Not if you use a good text editor :) You use them because it's just good practice in Python, that way when you C&P other code into your program (or other people C&P) it doesn't blow up. The key is to use an editor that has visual whitespace, and that treats four spaces as a tab (many modern editors do, I use gedit for instance, there are plugins available to make it behave this way, also eclipse + pydev is nice).

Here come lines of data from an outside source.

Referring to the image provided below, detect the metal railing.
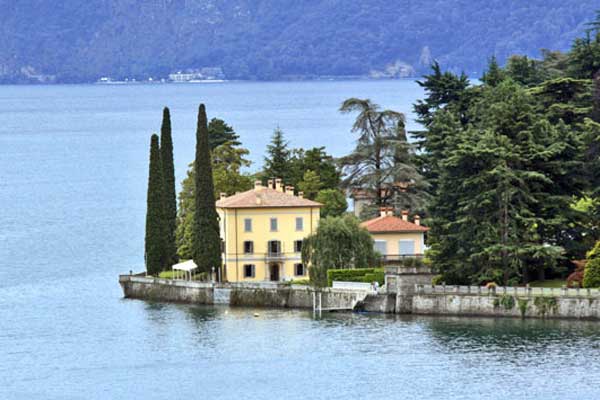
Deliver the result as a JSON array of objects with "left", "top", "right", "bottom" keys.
[{"left": 415, "top": 285, "right": 600, "bottom": 297}]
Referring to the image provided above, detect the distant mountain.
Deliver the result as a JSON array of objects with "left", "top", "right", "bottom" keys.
[{"left": 0, "top": 0, "right": 600, "bottom": 82}]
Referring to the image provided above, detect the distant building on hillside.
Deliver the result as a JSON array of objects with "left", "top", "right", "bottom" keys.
[
  {"left": 361, "top": 208, "right": 429, "bottom": 262},
  {"left": 169, "top": 67, "right": 225, "bottom": 82},
  {"left": 216, "top": 179, "right": 322, "bottom": 282}
]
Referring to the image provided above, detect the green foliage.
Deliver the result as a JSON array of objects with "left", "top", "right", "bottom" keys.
[
  {"left": 339, "top": 98, "right": 426, "bottom": 216},
  {"left": 315, "top": 189, "right": 348, "bottom": 218},
  {"left": 298, "top": 169, "right": 323, "bottom": 200},
  {"left": 0, "top": 0, "right": 598, "bottom": 83},
  {"left": 533, "top": 296, "right": 558, "bottom": 317},
  {"left": 327, "top": 268, "right": 385, "bottom": 286},
  {"left": 506, "top": 55, "right": 543, "bottom": 86},
  {"left": 583, "top": 258, "right": 600, "bottom": 288},
  {"left": 144, "top": 135, "right": 169, "bottom": 275},
  {"left": 517, "top": 299, "right": 529, "bottom": 317},
  {"left": 176, "top": 119, "right": 253, "bottom": 259},
  {"left": 585, "top": 240, "right": 600, "bottom": 261},
  {"left": 285, "top": 147, "right": 340, "bottom": 189},
  {"left": 160, "top": 107, "right": 177, "bottom": 265},
  {"left": 481, "top": 56, "right": 506, "bottom": 86},
  {"left": 494, "top": 294, "right": 515, "bottom": 311},
  {"left": 302, "top": 215, "right": 379, "bottom": 287},
  {"left": 208, "top": 118, "right": 241, "bottom": 152},
  {"left": 193, "top": 104, "right": 222, "bottom": 272}
]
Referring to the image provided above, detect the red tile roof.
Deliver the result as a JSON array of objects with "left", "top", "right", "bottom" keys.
[
  {"left": 216, "top": 186, "right": 323, "bottom": 208},
  {"left": 360, "top": 215, "right": 429, "bottom": 233}
]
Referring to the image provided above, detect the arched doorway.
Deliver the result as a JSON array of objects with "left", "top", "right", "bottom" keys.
[{"left": 269, "top": 263, "right": 279, "bottom": 281}]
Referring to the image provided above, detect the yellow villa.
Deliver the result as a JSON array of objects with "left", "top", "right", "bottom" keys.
[
  {"left": 361, "top": 208, "right": 429, "bottom": 262},
  {"left": 216, "top": 179, "right": 322, "bottom": 282}
]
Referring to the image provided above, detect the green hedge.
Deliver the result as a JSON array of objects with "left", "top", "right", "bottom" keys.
[{"left": 327, "top": 268, "right": 384, "bottom": 286}]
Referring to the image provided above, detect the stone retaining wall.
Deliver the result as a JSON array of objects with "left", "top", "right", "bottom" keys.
[{"left": 119, "top": 275, "right": 367, "bottom": 309}]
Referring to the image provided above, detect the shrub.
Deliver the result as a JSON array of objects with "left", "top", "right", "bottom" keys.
[
  {"left": 583, "top": 258, "right": 600, "bottom": 288},
  {"left": 431, "top": 274, "right": 444, "bottom": 285},
  {"left": 327, "top": 268, "right": 384, "bottom": 286},
  {"left": 567, "top": 260, "right": 586, "bottom": 288},
  {"left": 585, "top": 240, "right": 600, "bottom": 260}
]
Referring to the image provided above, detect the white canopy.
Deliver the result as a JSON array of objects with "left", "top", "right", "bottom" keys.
[{"left": 171, "top": 260, "right": 198, "bottom": 272}]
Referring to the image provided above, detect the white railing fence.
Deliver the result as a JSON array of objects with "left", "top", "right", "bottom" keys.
[{"left": 415, "top": 285, "right": 600, "bottom": 297}]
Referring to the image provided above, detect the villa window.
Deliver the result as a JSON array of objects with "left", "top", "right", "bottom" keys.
[
  {"left": 244, "top": 264, "right": 256, "bottom": 278},
  {"left": 269, "top": 240, "right": 281, "bottom": 254},
  {"left": 398, "top": 240, "right": 415, "bottom": 256},
  {"left": 294, "top": 240, "right": 302, "bottom": 253},
  {"left": 294, "top": 264, "right": 306, "bottom": 276},
  {"left": 374, "top": 240, "right": 387, "bottom": 256}
]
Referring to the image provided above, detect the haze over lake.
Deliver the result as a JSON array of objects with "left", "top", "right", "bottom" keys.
[{"left": 0, "top": 80, "right": 600, "bottom": 399}]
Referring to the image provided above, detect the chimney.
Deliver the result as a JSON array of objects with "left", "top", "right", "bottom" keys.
[{"left": 402, "top": 210, "right": 408, "bottom": 221}]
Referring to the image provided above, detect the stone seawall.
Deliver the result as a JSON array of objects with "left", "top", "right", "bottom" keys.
[
  {"left": 119, "top": 275, "right": 368, "bottom": 310},
  {"left": 412, "top": 293, "right": 600, "bottom": 319},
  {"left": 119, "top": 275, "right": 600, "bottom": 320}
]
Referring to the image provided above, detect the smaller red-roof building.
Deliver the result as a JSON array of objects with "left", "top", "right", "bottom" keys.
[{"left": 361, "top": 209, "right": 429, "bottom": 261}]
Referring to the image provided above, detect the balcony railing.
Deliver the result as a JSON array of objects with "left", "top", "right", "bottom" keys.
[{"left": 381, "top": 254, "right": 423, "bottom": 264}]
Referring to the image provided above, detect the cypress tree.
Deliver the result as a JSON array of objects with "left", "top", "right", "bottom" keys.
[
  {"left": 145, "top": 134, "right": 167, "bottom": 275},
  {"left": 193, "top": 104, "right": 222, "bottom": 272},
  {"left": 160, "top": 107, "right": 177, "bottom": 265}
]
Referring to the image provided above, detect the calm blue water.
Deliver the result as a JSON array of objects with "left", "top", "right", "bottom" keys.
[{"left": 0, "top": 81, "right": 600, "bottom": 399}]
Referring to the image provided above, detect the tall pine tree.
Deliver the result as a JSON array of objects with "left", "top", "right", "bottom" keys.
[
  {"left": 193, "top": 104, "right": 222, "bottom": 272},
  {"left": 263, "top": 127, "right": 292, "bottom": 183},
  {"left": 144, "top": 134, "right": 168, "bottom": 275},
  {"left": 160, "top": 107, "right": 177, "bottom": 265}
]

I am using tabs. But why should I change to using spaces? If I do that I have to press backspace 4 times instead of once! :p

Many the other spaces are little to much, though. I do like my style, but no one else ever seems to use anything like it...

For C, I wouldn't use less than 8 spaces for a tab. It's news to me that Python uses less than 8 spaces for indentation. In C, exceeding 80 columns is usually a good indication you need to restructure.

I have noticed it's harder to stick to 80 columns using Python. I guess that's why 4 space tabs are the standard.

You can define the size of tabspaces in most editors.

You're right mike_g - A* is not appropriate for this challenge. My mistake above.

BTW - about python tab/spacing - I have never understood why spaces are better, as it seems to me that all reasons point to tabs being better (why should the editor need to configure something when there is a ready-made way to do it), So all of my code is tabbed. Doesn't really matter that much, as search and replace for this kind of thing is quite simple.

Tabbing also allows each person to choose his/her own size, without changing the underlying source code.

I have noticed it's harder to stick to 80 columns using Python. I guess that's why 4 space tabs are the standard.

Really? I find it easier personally. It's easier to modularize code and it's less verbose.


I have never understood why spaces are better

Because Guido says so :)
It's just wise to follow the guidelines, that way all Python code can be a little more similar.
I try to make my code feel as much like the standard library as possible.